Pain assessments are required in TAS studies of drug implants. It is generally considered that signs of severe pain can be readily detected by experienced laboratory animal scientists, but signs of mild to moderate pain and pain that breaks through analgesia can be difficult to detect [36]. The system for the visual assessment of pain used in the present work was similar to the scoring system used by Clark and colleagues to assess pain in mice treated with liposome encapsulated oxymorphone in mice [12]. We observed no signs of severe pain. The implant appeared to be well tolerated by the mice. One death occurred in the 3 mg/kg dose group at day 9 in a male mouse that had three cycles of anesthesia and surgery in 8 days.
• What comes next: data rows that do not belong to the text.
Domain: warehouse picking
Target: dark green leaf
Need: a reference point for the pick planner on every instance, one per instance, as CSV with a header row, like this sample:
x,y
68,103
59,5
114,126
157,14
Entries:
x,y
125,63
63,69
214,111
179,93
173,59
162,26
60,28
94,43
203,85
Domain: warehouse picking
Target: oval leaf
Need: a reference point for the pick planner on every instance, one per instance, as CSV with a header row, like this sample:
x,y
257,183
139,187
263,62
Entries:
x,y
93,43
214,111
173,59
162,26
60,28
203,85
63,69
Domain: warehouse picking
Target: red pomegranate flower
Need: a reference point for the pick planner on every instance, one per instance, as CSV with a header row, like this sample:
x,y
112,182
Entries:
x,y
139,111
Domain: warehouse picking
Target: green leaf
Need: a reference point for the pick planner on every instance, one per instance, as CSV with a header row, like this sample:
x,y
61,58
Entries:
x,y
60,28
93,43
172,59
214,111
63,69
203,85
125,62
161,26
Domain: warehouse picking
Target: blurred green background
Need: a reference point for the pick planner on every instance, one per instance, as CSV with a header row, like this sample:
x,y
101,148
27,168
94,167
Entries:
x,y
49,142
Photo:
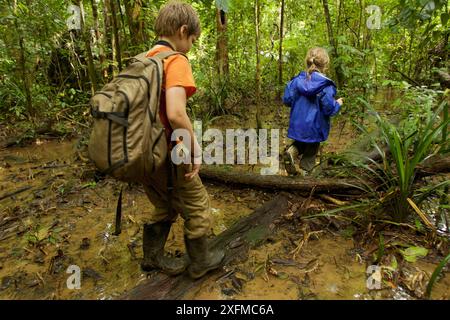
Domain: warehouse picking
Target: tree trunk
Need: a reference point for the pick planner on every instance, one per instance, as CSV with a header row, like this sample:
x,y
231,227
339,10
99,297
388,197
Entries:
x,y
258,65
117,53
122,25
333,42
248,232
278,182
87,43
97,32
26,81
135,23
222,44
280,54
108,70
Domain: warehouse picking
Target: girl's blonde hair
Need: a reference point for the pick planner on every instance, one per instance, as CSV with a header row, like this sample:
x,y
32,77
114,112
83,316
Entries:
x,y
317,59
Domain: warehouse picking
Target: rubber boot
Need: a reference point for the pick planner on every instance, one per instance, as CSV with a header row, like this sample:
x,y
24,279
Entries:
x,y
154,239
202,258
289,162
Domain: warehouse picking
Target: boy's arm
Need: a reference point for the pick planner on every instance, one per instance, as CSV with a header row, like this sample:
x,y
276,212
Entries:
x,y
329,105
176,113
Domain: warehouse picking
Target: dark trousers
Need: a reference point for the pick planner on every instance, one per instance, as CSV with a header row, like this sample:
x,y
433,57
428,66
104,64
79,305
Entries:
x,y
307,153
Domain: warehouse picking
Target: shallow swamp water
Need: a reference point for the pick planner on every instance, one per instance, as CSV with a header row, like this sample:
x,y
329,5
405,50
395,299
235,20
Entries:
x,y
65,218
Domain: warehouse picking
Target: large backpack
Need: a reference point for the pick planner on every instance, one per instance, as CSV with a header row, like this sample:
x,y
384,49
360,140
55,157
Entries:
x,y
128,140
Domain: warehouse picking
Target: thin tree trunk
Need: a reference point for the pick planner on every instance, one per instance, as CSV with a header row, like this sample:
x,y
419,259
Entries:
x,y
87,43
117,53
258,65
97,32
280,54
122,22
108,38
222,44
333,42
26,80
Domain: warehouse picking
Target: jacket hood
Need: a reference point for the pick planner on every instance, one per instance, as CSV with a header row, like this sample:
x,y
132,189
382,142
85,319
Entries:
x,y
313,85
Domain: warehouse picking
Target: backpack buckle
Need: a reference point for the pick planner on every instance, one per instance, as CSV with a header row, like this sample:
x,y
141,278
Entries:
x,y
97,114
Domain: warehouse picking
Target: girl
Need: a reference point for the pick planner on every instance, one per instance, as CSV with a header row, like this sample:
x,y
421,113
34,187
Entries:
x,y
310,95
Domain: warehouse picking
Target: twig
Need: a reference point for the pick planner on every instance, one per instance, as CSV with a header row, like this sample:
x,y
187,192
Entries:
x,y
13,193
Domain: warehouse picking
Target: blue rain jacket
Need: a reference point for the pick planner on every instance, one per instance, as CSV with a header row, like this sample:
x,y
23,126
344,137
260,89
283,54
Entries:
x,y
312,104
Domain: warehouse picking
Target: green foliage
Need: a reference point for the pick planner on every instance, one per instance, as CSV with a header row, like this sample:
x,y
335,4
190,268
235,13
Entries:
x,y
435,275
409,144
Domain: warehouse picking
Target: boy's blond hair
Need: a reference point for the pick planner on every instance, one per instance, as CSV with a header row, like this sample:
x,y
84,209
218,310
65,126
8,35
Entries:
x,y
317,59
175,14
The cause of death was not determined. There was no evidence from the clinical pathology and histopathology evaluations of the remaining male and female mice in this dose group of toxicity from the drug implant.

Several recent reports indicate that visual assessment system used in the present study to monitor pain may be limited. Mouse grimace scores appear to be highly sensitive indicators of postsurgical pain [37, 38]. Adamson and coworkers demonstrated that mouse pain scores were low when an observer was in the room. Video recording of behavior during light and dark cycles showed mild yet significant differences [12]. A separate limitation of the present study for the detection of mild pain is that subtle signs of pain can be inferred in rodents in relation to their behavior toward normal cage-mates. However, TAS studies required single housing of animals.
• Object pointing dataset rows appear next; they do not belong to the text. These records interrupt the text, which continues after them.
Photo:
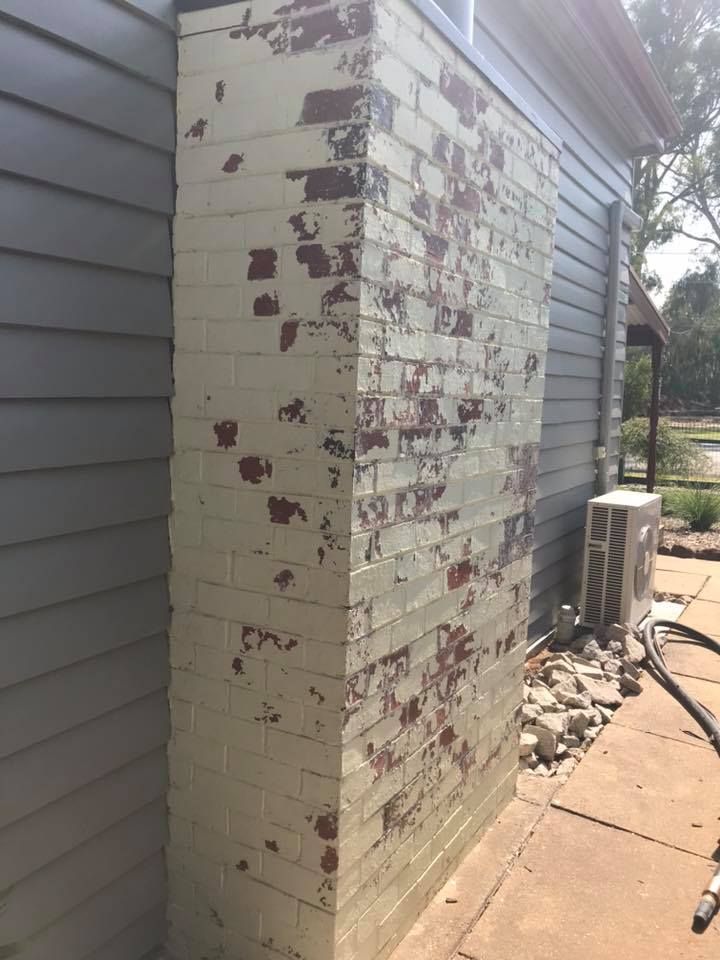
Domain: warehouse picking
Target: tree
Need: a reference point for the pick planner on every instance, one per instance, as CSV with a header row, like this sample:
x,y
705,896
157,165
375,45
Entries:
x,y
638,383
679,192
691,371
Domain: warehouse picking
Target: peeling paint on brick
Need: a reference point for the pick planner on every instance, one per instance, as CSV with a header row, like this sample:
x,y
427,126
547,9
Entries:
x,y
266,305
233,163
254,469
197,130
226,433
375,319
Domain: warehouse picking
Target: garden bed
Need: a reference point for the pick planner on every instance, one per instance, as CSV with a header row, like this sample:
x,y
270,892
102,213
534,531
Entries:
x,y
679,540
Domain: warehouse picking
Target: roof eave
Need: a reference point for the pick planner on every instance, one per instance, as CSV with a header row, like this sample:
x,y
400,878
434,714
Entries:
x,y
606,51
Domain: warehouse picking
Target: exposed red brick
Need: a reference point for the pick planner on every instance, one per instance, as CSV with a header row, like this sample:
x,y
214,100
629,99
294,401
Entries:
x,y
226,432
288,334
263,264
282,510
233,162
254,469
266,305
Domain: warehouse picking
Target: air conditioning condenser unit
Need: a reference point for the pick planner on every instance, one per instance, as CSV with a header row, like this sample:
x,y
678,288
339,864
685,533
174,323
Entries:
x,y
621,541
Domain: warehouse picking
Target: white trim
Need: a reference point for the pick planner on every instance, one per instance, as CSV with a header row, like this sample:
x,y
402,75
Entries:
x,y
440,20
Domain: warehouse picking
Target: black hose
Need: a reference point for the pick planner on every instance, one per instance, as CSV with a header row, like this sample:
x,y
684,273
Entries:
x,y
657,666
705,718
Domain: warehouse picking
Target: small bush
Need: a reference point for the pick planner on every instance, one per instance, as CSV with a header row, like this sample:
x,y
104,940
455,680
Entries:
x,y
699,508
677,455
638,386
667,494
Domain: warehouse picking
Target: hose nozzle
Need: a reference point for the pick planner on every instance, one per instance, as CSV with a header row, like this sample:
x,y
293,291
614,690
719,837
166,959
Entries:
x,y
708,904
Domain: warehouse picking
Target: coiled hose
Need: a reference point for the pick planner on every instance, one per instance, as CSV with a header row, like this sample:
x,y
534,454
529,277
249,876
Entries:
x,y
706,719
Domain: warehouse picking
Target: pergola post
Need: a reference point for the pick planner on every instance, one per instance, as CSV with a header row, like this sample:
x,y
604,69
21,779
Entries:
x,y
657,347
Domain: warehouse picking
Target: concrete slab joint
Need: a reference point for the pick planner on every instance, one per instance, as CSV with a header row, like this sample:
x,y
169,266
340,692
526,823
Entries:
x,y
363,249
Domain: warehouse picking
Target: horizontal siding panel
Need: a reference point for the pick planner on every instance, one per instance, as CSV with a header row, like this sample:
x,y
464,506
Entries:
x,y
38,709
562,434
103,916
555,552
55,637
559,458
571,317
567,522
51,75
557,411
598,194
578,222
571,117
572,388
105,30
163,11
579,272
81,498
582,194
575,245
53,831
137,939
86,192
567,341
567,501
59,295
74,432
561,579
565,291
54,768
57,150
52,363
46,572
47,895
44,220
560,480
560,364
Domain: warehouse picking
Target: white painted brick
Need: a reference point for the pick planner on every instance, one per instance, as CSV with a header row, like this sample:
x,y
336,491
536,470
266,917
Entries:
x,y
355,574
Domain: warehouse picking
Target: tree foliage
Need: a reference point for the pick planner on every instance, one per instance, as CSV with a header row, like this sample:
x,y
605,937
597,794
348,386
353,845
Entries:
x,y
691,370
638,384
679,192
677,455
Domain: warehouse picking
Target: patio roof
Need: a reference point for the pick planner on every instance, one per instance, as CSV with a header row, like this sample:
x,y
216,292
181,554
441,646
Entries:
x,y
645,323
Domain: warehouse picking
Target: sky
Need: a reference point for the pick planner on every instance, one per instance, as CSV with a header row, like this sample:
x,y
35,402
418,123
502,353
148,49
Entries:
x,y
671,261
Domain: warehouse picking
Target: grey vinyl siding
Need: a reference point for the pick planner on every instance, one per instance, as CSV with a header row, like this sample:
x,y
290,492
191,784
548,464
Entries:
x,y
595,171
86,194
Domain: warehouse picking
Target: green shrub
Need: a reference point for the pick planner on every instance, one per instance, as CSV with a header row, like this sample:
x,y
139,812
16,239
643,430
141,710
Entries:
x,y
638,386
667,494
698,507
677,455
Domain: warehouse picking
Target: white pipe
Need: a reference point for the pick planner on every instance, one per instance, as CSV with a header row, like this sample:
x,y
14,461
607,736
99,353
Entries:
x,y
621,218
462,14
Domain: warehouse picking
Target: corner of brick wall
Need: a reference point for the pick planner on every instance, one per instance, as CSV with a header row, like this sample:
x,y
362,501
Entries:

Drug-polymer implants have been investigated for long-term analgesia [15, 31]. Biocompatible ethylene vinyl acetate copolymers can be designed to provide weeks to months of linear drug release [39]. These polymers are removed when empty and are not optimal for routine use in laboratory medicine. Biodegradable copolymers are designed for safe drug release and adsorption. However, drug release from these polymers can be anomalous [40]. Long-term inflammatory reactions have been observed [41]. Significant skin reactions have been reported in mice and rats treated with polymer-bound buprenorphine [15, 16]. In contrast, the biodegradable lipid carrier system used in this study showed no evidence of skin toxicity, even in studies that used three implants at fivefold the intended dose. Further research is needed to determine if the cholesterol carrier is biocompatible in other strains and species and whether the absence of dermal reactions can be confirmed in long-term histopathology studies.

Buprenorphine decreases intestinal motility [19]. Nausea is commonly observed in mice and rats treated with oral or parenteral buprenorphine therapy [42]. Several investigators reported that the nausea can induce pica in rats held on corncob or hardwood bedding [43, 44]. In other reports, with appropriate husbandry, the opiate-induced nausea appears to be mild and transient [45].
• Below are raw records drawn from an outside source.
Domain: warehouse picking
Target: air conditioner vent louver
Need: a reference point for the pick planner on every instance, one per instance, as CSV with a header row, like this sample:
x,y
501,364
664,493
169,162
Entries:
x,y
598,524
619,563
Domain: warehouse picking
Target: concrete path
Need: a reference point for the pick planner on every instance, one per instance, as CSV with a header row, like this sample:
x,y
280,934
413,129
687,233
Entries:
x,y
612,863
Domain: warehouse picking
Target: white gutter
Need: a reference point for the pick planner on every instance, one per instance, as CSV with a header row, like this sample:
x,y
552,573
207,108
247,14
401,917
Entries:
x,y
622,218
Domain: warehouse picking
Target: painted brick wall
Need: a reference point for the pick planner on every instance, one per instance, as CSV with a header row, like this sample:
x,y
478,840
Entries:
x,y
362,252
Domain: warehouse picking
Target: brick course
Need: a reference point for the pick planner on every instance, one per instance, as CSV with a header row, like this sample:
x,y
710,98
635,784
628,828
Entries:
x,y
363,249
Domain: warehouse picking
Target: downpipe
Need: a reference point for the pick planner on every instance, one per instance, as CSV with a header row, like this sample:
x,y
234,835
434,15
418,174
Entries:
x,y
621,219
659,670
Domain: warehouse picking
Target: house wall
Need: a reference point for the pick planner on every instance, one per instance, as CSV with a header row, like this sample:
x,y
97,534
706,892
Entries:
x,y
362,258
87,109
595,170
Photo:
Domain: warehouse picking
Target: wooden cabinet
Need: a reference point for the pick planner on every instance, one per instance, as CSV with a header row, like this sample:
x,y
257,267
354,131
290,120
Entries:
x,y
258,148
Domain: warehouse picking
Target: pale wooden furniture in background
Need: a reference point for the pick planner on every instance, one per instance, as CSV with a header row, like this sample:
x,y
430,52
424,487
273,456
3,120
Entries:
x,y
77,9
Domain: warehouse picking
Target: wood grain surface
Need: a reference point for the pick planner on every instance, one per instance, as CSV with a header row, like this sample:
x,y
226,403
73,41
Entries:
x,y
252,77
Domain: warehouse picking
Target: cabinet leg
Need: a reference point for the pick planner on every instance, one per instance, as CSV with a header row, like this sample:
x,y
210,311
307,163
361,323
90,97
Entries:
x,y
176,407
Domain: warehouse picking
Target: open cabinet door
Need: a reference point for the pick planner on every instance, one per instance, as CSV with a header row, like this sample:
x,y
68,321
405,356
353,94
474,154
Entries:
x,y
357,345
All mice treated with the buprenorphine cholesterol-triglyceride drug powder lost weight. Weight loss was not significant compared to controls, and mice appeared to return to baseline weights by day 4. More research is needed to determine if the weight loss is greater in adult mice with slower growth curves.

5. Conclusion

The compelling needs for improved veterinary drug products support further research on chronic release drug systems. Lipid-based delivery vehicles appear to be good candidates because they are safe and biodegradable [23]. The safety profile of the extended-release cholesterol-triglyceride-buprenorphine powder described in this report confirms previous studies of long-acting preparations of micellar morphine in mice [11], liposome encapsulated oxymorphone in mice [12], and liposome-encapsulated oxymorphone in rats [13, 14]. Carbohydrate and polymer delivery systems also offer attractive candidates for further research. Regardless of the composition of the delivery system itself, one cannot assume that SC drug-bound delivery vehicles are safe. Target animal safety studies and long-term histopathology studies of the SC space are warranted for each drug-bound vehicle.